Tough Decisions For New Fathers?

You’re close — very close — to accomplishing something that will put you at the top of your profession. You’ve worked intensely for years to reach this point. Oh, and by the way, the financial rewards could be significant. But, suddenly, a family situation arises, and you must make a decision.

For professional golfer Hunter Mahan, the decision, in reality, was no decision at all. Leading the RBC Canadian Open (first-prize money: $1,008,000) after two rounds, Hunter dropped his clubs and flew home immediately to be with his wife, Kandi, as she delivered the couple’s first child, Zoe Olivia Mahan.

Hunter’s actions have been widely praised — largely, it seems, because he was on the verge of professional and financial success that few others have achieved. However, the response to his decision also seems to suggest, at least to me, that we are still somewhat surprised when a man places his family ahead of his career.

I know what that feels like. More than 30 years ago, I moved my family to Minnesota after graduate school. I was 27 years old, with a nine-month old daughter who was the center of our lives. I delayed starting my job with a regional investment banking firm for three months while my wife studied for the Minnesota Bar exam. Then, three years later, after the birth of our second daughter, I took a paternity leave from my job as an investment banker to stay home for another three months. The time I was able to spend with my daughters was priceless, and I’ll never forget it.
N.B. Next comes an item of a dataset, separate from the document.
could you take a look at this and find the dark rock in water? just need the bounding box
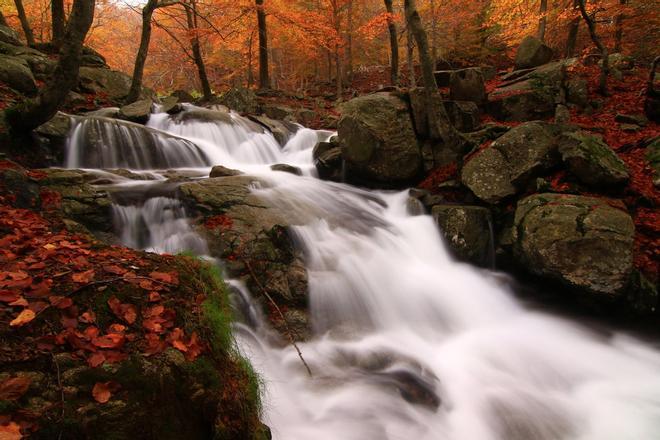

Yet, my decision to take a paternity leave in 1984 was called “flaky” by the firm’s CEO.

Today, it’s unlikely that this description would be applied to new fathers who take time off work. But despite the enactment of federal and state laws allowing men to take unpaid parental leave, few actually do.

Why this apparent reluctance to embrace paternity leave? Possibly, many employers still think a new father’s place isn’t necessarily at home. As for the fathers themselves, many may be hesitant to take significant amounts of time away from their jobs for fear of appearing “less dedicated” to their work.

Devotion to their jobs shouldn’t be interpreted as a lack of dedication to their families. We need to consider that many new families may not be in a financial position to even think about taking an extended parental leave. And, as they think long term, they may feel a high level of commitment to their careers so that they can ultimately provide the best possible lives for their families.

Clearly, we still need to change “hearts and minds” in regard to parental leave in the workplace. Among parents, the question of who should make the greater career sacrifice to provide caregiving is a personal choice. But those of us in leadership positions should strive to promote a workplace culture in which neither partner, regardless of gender, should feel that taking time off work after the birth of a child is somehow a “detriment” to career growth and advancement.

When Hunter Mahan took his name off the leader board at the RBC Canadian Open to be present for the birth of his child, nobody called him a “flake” — so we’re making progress. But we’re still on a journey to help working parents succeed in both the workplace and at home.